- Born: 1990 (age 35–36) Narok, Kenya
- Citizenship: Kenyan
- Education: Daystar University (Bachelor of Arts in Communication, Electronic Media & Public Relations) United States International University Africa (Master of Arts in International Relations)
- Occupations: Tourism coordinator, fashion model & philanthropist
- Years active: 2011–present
- Title: Assistant director, Tourism and Wildlife for Narok County

= Sianto Sikawa =

Kenyan model and businesswoman

Marley Sianto Sikawa (born c. 1990) is a Kenyan communications and marketing professional, who has served as a tourism marketing coordinator.
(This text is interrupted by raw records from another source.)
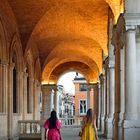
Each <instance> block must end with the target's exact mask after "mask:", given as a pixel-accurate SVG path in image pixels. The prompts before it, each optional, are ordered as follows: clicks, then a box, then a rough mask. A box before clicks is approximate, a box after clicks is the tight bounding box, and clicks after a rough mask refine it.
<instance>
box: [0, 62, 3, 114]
mask: <svg viewBox="0 0 140 140" xmlns="http://www.w3.org/2000/svg"><path fill="white" fill-rule="evenodd" d="M2 88H3V87H2V63H1V61H0V113H2V112H3V93H2Z"/></svg>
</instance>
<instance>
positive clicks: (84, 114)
mask: <svg viewBox="0 0 140 140" xmlns="http://www.w3.org/2000/svg"><path fill="white" fill-rule="evenodd" d="M86 111H87V104H86V100H80V115H85V114H86Z"/></svg>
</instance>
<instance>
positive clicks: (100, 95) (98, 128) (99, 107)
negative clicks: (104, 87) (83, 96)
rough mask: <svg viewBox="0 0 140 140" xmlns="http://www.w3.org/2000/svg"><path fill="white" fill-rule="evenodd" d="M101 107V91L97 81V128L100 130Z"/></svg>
mask: <svg viewBox="0 0 140 140" xmlns="http://www.w3.org/2000/svg"><path fill="white" fill-rule="evenodd" d="M101 109H102V92H101V83H100V80H99V83H98V130H101Z"/></svg>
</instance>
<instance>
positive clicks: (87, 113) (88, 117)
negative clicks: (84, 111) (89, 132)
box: [86, 108, 93, 123]
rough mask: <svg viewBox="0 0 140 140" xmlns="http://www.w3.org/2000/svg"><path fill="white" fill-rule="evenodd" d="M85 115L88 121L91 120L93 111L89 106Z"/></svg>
mask: <svg viewBox="0 0 140 140" xmlns="http://www.w3.org/2000/svg"><path fill="white" fill-rule="evenodd" d="M86 117H87V122H88V123H91V122H93V111H92V109H91V108H90V109H88V111H87V115H86Z"/></svg>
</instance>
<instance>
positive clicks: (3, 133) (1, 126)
mask: <svg viewBox="0 0 140 140" xmlns="http://www.w3.org/2000/svg"><path fill="white" fill-rule="evenodd" d="M5 130H7V115H6V114H0V140H3V139H7V137H6V136H7V131H5Z"/></svg>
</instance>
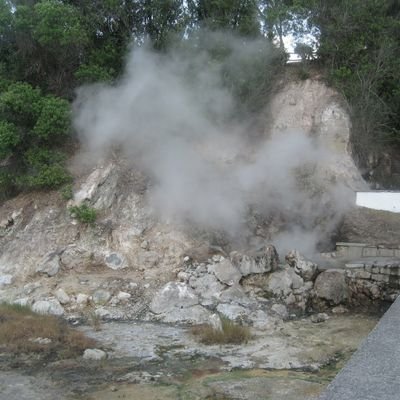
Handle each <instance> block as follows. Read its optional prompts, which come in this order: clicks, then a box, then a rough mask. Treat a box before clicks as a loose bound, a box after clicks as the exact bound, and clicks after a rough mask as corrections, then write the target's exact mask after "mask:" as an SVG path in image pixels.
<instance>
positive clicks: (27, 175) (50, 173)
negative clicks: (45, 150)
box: [18, 164, 71, 190]
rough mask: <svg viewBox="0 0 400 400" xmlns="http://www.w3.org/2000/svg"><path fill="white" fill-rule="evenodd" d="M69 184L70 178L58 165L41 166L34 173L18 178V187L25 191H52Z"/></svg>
mask: <svg viewBox="0 0 400 400" xmlns="http://www.w3.org/2000/svg"><path fill="white" fill-rule="evenodd" d="M68 182H71V176H70V175H69V174H68V172H66V170H65V168H64V167H63V166H62V165H60V164H53V165H42V166H41V167H40V168H38V169H36V170H35V172H34V173H30V174H29V175H24V176H22V177H20V178H19V180H18V183H19V185H20V186H21V187H22V188H24V189H25V190H26V189H54V188H58V187H60V186H62V185H64V184H65V183H68Z"/></svg>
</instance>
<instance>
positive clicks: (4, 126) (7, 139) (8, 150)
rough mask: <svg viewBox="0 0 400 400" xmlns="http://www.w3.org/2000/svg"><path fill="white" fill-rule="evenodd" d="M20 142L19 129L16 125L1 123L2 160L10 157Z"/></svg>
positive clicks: (0, 122) (1, 155)
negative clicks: (17, 127) (10, 155)
mask: <svg viewBox="0 0 400 400" xmlns="http://www.w3.org/2000/svg"><path fill="white" fill-rule="evenodd" d="M20 140H21V138H20V136H19V132H18V129H17V127H16V126H15V125H14V124H12V123H10V122H6V121H0V160H1V159H4V158H7V157H8V156H10V155H11V154H12V152H13V149H14V148H15V146H17V145H18V143H19V142H20Z"/></svg>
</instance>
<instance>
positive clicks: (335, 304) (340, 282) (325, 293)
mask: <svg viewBox="0 0 400 400" xmlns="http://www.w3.org/2000/svg"><path fill="white" fill-rule="evenodd" d="M345 277H346V273H345V271H343V270H327V271H323V272H322V273H321V274H319V275H318V277H317V279H316V280H315V285H314V291H315V296H316V297H317V298H320V299H323V300H326V301H327V302H328V303H329V304H331V305H338V304H340V303H343V302H345V301H346V300H347V299H348V298H349V288H348V285H347V283H346V278H345Z"/></svg>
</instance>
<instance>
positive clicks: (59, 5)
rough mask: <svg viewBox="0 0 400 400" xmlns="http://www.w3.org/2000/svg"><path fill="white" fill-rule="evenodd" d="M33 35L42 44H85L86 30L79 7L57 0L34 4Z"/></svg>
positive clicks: (39, 43) (36, 39) (50, 44)
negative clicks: (75, 6) (65, 3)
mask: <svg viewBox="0 0 400 400" xmlns="http://www.w3.org/2000/svg"><path fill="white" fill-rule="evenodd" d="M34 14H35V26H34V28H33V37H34V38H35V39H36V40H37V41H38V43H39V44H40V45H41V46H61V47H65V46H72V45H78V46H79V45H84V44H85V43H86V42H87V36H86V32H85V30H84V27H83V25H82V23H81V17H80V14H79V11H78V9H77V8H75V7H73V6H71V5H68V4H65V3H62V2H60V1H57V0H42V1H40V2H38V3H37V4H35V6H34Z"/></svg>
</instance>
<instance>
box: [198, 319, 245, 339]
mask: <svg viewBox="0 0 400 400" xmlns="http://www.w3.org/2000/svg"><path fill="white" fill-rule="evenodd" d="M221 322H222V331H221V330H218V329H215V328H214V327H212V326H211V325H207V324H204V325H197V326H195V327H193V328H192V333H193V334H194V335H195V336H197V337H198V338H199V340H200V342H201V343H204V344H241V343H247V342H248V341H249V339H250V338H251V334H250V328H249V327H247V326H242V325H238V324H235V323H234V322H232V321H231V320H229V319H228V318H221Z"/></svg>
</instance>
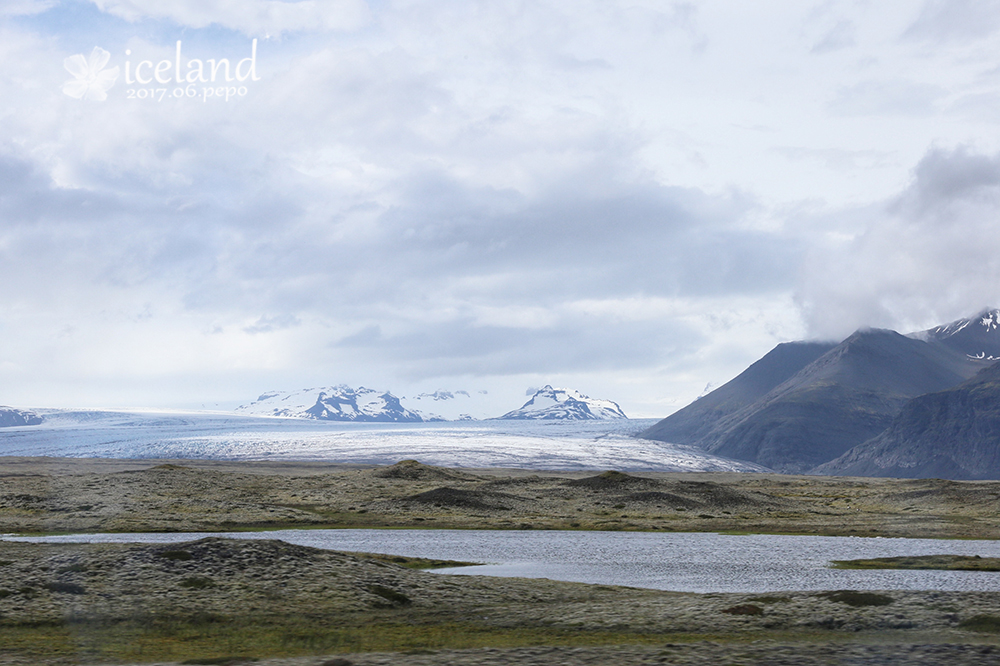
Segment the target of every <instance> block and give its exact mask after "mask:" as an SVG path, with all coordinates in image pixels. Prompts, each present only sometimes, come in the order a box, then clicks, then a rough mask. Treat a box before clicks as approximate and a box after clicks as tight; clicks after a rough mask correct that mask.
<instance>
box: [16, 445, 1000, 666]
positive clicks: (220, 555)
mask: <svg viewBox="0 0 1000 666" xmlns="http://www.w3.org/2000/svg"><path fill="white" fill-rule="evenodd" d="M0 484H2V485H0V532H6V533H11V532H17V533H36V534H40V533H58V532H96V531H124V532H130V531H181V532H183V531H216V530H241V529H280V528H286V527H394V528H420V527H437V528H460V529H461V528H476V529H591V530H650V531H662V530H674V531H739V532H768V533H805V534H829V535H857V536H861V535H865V536H910V537H941V538H944V537H947V538H989V539H993V538H997V534H998V531H1000V526H998V525H997V520H996V517H997V515H998V511H997V510H998V508H1000V483H998V482H950V481H939V480H918V481H914V480H892V479H860V478H858V479H849V478H830V477H803V476H784V475H744V474H728V473H704V474H702V473H699V474H646V473H643V474H625V473H621V472H615V471H607V472H599V471H582V472H574V473H566V472H558V473H541V472H535V471H531V472H527V471H518V470H496V469H495V470H484V469H477V470H468V469H464V470H459V469H445V468H436V467H429V466H426V465H422V464H420V463H418V462H415V461H402V462H400V463H398V464H396V465H392V466H388V467H357V466H338V465H331V464H327V463H267V462H263V463H245V462H241V463H229V462H221V461H193V460H184V461H178V460H172V461H161V460H145V461H143V460H96V459H39V458H6V459H3V464H2V466H0ZM274 536H275V540H263V541H231V540H224V539H206V540H201V541H191V542H187V543H183V544H171V545H169V546H167V545H149V544H146V545H120V544H26V543H11V542H2V543H0V581H2V582H0V663H5V664H82V663H88V664H90V663H93V664H98V663H101V664H109V663H119V664H123V663H128V664H132V663H136V664H138V663H174V664H176V663H202V664H205V663H216V664H220V663H230V664H237V663H251V662H253V663H258V664H269V665H275V666H276V665H277V664H287V665H289V666H291V665H293V664H294V665H301V666H307V665H308V666H319V665H321V664H326V665H327V666H347V665H348V664H357V665H359V666H360V665H369V664H413V665H414V666H416V665H424V664H426V665H427V666H431V665H434V666H436V665H438V664H441V665H443V664H458V665H462V664H470V665H471V664H514V665H517V664H525V665H528V664H531V665H534V664H588V663H592V664H597V663H616V664H623V665H629V664H653V663H667V664H698V663H723V664H725V663H747V664H749V663H763V662H767V663H771V664H806V663H808V664H814V663H820V664H822V663H829V664H841V663H844V664H847V663H850V664H887V663H900V664H903V663H906V664H910V663H918V664H950V665H954V664H989V663H996V661H997V659H998V658H1000V657H998V655H1000V640H998V639H1000V595H997V594H995V593H987V592H929V591H928V592H919V591H918V592H912V591H911V592H902V591H892V590H887V591H879V592H852V591H849V590H830V591H826V592H792V593H785V592H782V593H774V594H690V593H678V592H663V591H656V590H642V589H634V588H623V587H613V586H603V585H584V584H578V583H564V582H556V581H550V580H528V579H509V578H504V579H500V578H489V577H484V576H470V577H466V576H463V577H457V578H453V577H441V576H438V575H436V574H433V573H429V572H425V571H420V570H418V569H419V568H420V567H424V566H433V565H434V564H435V563H433V562H421V561H415V560H412V559H410V558H391V557H390V558H386V557H372V556H366V555H364V554H347V553H336V552H331V551H322V550H316V549H311V548H306V547H302V546H292V545H289V544H286V543H284V542H281V541H280V540H279V539H280V531H279V532H275V534H274ZM943 554H946V553H943ZM437 564H440V563H437ZM998 575H1000V574H998Z"/></svg>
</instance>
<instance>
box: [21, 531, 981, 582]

She is currently the assistant director of Tourism and Wildlife Narok County, one of the 47 administrative Kenyan counties.

==Early life and education==
Sikawa was born in Narok, in Narok County, approximately 144 km, by road, west of Nairobi, Kenya's capital city. Her family moved frequently and she grew up in Narok, Maasai Mara, Sekenani and Loita.

After attending Siana Boarding Primary School locally in Maasai Mara, she attended Moi Siongiroi Girls' Secondary School in Bomet County. She was then admitted to Daystar University, in Nairobi, where she graduated with a Bachelor of Arts in Communication, Electronic Media & Public Relations degree. She then enrolled in the United States International University Africa, also in Nairobi, where she pursued a Master of Arts in International Relations.

==Career==
As of November 2014, Sikawa was employed by the government of Narok County as the tourism marketing coordinator. She is currently the assistant director Tourism and Wildlife.

She is also active in her community, where she has helped the local women access solar electricity through Naretoi Ang’, a non profit organisation that operates the Solar for Manyatta projects in the community on matters of conservation of wildlife with the community, cultural preservation by documentation and education of the community in health and school sponsorship linkage.

She is a board member of the Sacred Nature Initiative (SNI) by Jonathan and Angela Scott.

She is also a social media influencer on matters of travel, culture and sports. She is on the social media team for the Aligned Alliance team by Rhonda Vetere, the strategic manager for Uzani Weightlifting, founded by the Kenyan Olympic weightlifter Webstar Lukose.

==Family==
Sikawa is a mother to one daughter.

==Other considerations==
In September 2018, Business Daily Africa, a Kenyan daily newspaper, named Sikawa among the "Top 40 Under 40 Women in Kenya in 2018".

In the past, Sikawa won the Miss Narok Beauty Pageant. In 2015, at age 24, she was crowned Miss Tourism Narok County and Miss Tourism Kenya. She walked the catwalk at the 2015 New York Fashion Week, modeling Spring/Summer 2015 collections by Tamil International fashion house.